De Raad verzoekt geen ondertoezichtstelling voor [naam08] . De opvoeding van [naam08] vraagt minder van de moeder, omdat bij [naam08] in mindere mate gedragsproblematiek speelt. De moeder is voldoende bereid om de hulpverlening, waaronder het intensieve VUHP-traject, te accepteren om zo de ontwikkelingsbedreiging van [naam08] weg te nemen.

4.De standpunten

4.1.
De gecertificeerde instelling onderschrijft het verzoek van de Raad. De behandelgroep van [naam10] is een passende plek voor [naam01] . [naam01] heeft aangegeven zich te willen inzetten voor de behandeling, zodat zij kan doorgroeien naar zelfstandigheid bij een 16+ voorziening van [A] . De behandeling zal ongeveer zes tot negen maanden duren.
4.2.
Door en namens de moeder is ingestemd met het verzochte. Het gaat steeds beter met [naam01] . Zij verblijft nu om het weekend bij de moeder en dit verloopt goed.
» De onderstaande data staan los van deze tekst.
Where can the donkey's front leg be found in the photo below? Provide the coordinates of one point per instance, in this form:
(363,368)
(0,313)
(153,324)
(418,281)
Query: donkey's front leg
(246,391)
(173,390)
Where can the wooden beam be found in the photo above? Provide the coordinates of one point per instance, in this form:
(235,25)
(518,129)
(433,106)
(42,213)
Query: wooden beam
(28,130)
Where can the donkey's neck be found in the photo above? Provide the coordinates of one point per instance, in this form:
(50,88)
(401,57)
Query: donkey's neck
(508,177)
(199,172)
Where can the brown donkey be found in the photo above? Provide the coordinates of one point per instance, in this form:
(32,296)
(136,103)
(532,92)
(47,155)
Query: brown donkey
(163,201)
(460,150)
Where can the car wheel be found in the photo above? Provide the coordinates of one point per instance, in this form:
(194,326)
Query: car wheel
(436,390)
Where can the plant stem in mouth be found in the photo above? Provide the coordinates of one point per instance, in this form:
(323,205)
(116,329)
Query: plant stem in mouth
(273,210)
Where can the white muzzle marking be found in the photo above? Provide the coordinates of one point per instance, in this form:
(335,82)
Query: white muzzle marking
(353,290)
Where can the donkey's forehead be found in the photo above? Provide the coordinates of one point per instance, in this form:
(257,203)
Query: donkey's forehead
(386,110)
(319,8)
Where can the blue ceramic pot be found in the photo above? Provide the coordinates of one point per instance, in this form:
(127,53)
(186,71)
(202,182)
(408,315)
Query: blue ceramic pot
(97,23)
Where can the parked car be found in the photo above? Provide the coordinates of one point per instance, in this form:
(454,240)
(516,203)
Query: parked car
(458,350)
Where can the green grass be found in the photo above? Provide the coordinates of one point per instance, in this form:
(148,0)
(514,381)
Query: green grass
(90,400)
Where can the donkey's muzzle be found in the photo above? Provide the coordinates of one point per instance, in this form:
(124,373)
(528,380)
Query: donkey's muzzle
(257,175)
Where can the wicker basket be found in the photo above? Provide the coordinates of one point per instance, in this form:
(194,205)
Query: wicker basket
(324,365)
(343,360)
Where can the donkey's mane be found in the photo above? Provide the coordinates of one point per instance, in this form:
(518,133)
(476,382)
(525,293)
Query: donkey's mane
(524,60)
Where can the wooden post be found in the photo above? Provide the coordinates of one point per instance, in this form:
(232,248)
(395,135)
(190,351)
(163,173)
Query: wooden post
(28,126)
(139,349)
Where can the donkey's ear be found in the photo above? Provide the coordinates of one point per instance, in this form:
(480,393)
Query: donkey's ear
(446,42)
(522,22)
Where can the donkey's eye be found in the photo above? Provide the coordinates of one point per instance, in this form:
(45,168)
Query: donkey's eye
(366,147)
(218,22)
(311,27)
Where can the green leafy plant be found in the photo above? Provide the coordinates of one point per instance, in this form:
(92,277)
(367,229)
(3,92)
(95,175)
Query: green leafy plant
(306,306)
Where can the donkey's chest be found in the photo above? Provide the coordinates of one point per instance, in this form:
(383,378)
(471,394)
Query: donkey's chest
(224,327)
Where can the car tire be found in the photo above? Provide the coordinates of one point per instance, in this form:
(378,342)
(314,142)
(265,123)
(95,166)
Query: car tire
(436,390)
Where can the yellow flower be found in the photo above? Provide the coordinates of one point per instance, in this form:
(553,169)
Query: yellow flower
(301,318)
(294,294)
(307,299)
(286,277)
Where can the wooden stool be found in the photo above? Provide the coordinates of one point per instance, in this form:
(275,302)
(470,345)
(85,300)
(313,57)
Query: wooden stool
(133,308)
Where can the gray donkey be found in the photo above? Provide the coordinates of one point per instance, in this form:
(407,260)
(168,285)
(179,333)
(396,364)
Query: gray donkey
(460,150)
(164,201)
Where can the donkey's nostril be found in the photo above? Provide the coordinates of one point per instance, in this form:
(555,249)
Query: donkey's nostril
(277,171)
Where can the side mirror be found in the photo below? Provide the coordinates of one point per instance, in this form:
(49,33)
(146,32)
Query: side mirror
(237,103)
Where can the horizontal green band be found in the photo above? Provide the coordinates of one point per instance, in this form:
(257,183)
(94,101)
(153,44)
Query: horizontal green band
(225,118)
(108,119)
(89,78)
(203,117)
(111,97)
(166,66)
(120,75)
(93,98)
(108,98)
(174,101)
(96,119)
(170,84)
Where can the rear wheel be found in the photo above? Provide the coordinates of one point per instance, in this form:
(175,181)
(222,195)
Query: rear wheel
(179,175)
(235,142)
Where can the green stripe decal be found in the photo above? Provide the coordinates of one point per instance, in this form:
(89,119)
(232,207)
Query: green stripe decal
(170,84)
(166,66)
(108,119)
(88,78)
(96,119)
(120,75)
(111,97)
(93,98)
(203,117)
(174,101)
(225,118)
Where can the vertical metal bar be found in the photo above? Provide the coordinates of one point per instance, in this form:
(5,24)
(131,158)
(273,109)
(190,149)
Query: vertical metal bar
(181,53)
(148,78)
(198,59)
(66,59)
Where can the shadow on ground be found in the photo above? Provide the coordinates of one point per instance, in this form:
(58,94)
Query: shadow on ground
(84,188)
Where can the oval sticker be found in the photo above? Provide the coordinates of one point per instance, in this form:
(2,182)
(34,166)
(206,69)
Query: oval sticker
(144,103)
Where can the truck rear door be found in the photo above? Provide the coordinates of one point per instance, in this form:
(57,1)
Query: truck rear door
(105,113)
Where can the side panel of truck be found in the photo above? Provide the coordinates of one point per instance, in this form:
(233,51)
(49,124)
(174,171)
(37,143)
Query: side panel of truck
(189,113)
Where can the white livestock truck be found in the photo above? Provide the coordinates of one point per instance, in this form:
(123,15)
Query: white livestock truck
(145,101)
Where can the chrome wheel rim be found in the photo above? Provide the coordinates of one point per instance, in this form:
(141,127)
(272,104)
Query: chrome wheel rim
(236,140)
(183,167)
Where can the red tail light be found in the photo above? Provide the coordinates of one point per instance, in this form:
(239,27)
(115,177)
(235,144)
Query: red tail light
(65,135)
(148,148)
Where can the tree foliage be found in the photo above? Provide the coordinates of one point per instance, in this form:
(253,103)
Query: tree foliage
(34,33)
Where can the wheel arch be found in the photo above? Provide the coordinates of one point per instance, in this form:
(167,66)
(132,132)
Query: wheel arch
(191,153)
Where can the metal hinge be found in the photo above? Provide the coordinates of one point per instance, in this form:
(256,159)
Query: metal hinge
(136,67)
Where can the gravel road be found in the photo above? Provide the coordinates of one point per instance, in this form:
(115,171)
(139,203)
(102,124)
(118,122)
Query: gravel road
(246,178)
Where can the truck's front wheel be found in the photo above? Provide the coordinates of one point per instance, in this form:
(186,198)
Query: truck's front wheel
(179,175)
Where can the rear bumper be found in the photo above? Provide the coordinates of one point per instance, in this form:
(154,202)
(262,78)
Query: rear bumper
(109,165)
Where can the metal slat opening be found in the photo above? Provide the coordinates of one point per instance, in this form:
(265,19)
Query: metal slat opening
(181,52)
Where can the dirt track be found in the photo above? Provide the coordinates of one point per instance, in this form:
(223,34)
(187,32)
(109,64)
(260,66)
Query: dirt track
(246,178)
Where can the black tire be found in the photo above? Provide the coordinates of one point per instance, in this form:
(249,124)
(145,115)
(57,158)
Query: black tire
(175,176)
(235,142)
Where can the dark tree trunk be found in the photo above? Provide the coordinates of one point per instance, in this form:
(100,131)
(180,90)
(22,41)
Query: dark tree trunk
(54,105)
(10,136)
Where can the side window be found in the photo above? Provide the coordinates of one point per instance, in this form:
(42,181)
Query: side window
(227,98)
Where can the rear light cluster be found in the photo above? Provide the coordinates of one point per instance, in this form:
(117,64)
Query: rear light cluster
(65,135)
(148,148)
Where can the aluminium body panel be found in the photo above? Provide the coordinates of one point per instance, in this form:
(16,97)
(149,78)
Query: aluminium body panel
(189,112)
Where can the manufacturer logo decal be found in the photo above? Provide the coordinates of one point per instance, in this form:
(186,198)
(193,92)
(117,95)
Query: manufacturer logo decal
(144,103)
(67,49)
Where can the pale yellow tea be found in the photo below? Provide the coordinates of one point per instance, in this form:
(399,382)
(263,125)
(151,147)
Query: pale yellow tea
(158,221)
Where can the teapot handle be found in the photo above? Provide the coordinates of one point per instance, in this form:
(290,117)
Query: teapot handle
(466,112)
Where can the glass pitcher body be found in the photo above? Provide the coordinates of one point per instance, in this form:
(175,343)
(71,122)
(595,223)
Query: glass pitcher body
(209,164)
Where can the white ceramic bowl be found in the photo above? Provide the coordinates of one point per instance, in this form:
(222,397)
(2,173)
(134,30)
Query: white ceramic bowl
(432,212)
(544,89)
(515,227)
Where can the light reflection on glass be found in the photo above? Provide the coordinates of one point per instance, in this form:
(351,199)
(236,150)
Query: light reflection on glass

Haar gedrag is verbeterd en zij luistert beter naar de moeder.

5.De beoordeling

5.1.
Op basis van de stukken en de mondelinge behandeling is de kinderrechter van oordeel dat is voldaan aan de wettelijke criteria genoemd in artikel 1:255 van het Burgerlijk Wetboek (BW). Ook is de kinderrechter van oordeel dat de machtiging tot uithuisplaatsing van [naam01] noodzakelijk is in het belang van de verzorging en opvoeding (artikel 1:265b, eerste lid, BW). De kinderrechter overweegt hiertoe als volgt. Er is sprake van een ernstige ontwikkelingsbedreiging van [naam01] , gelegen in haar zelfbepalende gedrag en in de opvoedomgeving bij de moeder. Vanwege deze zorgen komt [naam01] in risicovolle situaties terecht en komt zij onvoldoende aan haar eigen ontwikkeling toe. [naam01] verblijft vanwege de bestaande zorgen al langer in accommodaties, waarbij zij het afgelopen jaar is overgeplaatst vanwege haar zelfbepalende gedrag en het zich onvoldoende houden aan de afspraken waardoor haar veiligheid niet kan worden gewaarborgd. De moeder is voldoende bereid, maar onvoldoende in staat om de ontwikkelingsbedreiging onder eigen verantwoordelijkheid weg te nemen. Een ondertoezichtstelling is daarom noodzakelijk. Vanwege alle zorgen is het al langere tijd niet mogelijk voor [naam01] om bij de moeder te wonen, en het perspectief van [naam01] ligt ook niet langer thuis bij de moeder. Er is een passende plek gevonden voor [naam01] binnen een behandelgroep van [naam10] , waar zij zich positief kan ontwikkelen en vervolgens kan doorgroeien naar zelfstandigheid. Het komende jaar is het belangrijk dat wordt ingezet op het behandeltraject voor [naam01] , en dat zij wordt aangemeld voor een passende vervolgplek. De kinderrechter zal de ondertoezichtstelling en de machtiging tot uithuisplaatsing dan ook verlenen voor de duur van een jaar.
5.2.
De kinderrechter overweegt tenslotte dat zij de Raad volgt in het standpunt dat, gelet op de bereidheid van de moeder om mee te werken aan de intensieve hulpverlening teneinde de opvoedomgeving te verbeteren, het vrijwillig kader vooralsnog passend is voor [naam08] . De kinderrechter zal de ondertoezichtstelling dan ook niet ambtshalve uitbreiden naar [naam08] .

6.De beslissing

De kinderrechter:
6.1.
stelt [naam01] onder toezicht van Stichting Jeugdbescherming west Haaglanden met ingang van 23 november 2023 tot 23 november 2024;
6.2.
verleent een machtiging tot uithuisplaatsing van [naam01] in een accommodatie van een jeugdhulpaanbieder met ingang van 23 november 2023 tot 23 november 2024;
6.3.
verklaart deze beschikking uitvoerbaar bij voorraad.
Deze beslissing is mondeling gegeven en in het openbaar uitgesproken op 23 november 2023 door mr. B. Martinez-Hammer, kinderrechter, in aanwezigheid van E.E. ten Kate als griffier, en op schrift gesteld op 15 december 2023.
Hoger beroep tegen deze beschikking kan worden ingesteld:
- door de verzoekers en de belanghebbende(n) aan wie een afschrift van de beschikking is verstrekt of verzonden, binnen drie maanden na de dag van de uitspraak;
- door andere belanghebbenden binnen drie maanden na de betekening daarvan of nadat de beschikking aan hen op een andere wijze bekend is geworden.
Het hoger beroep moet, door tussenkomst van een advocaat, worden ingediend bij de griffie van het gerechtshof te Den Haag.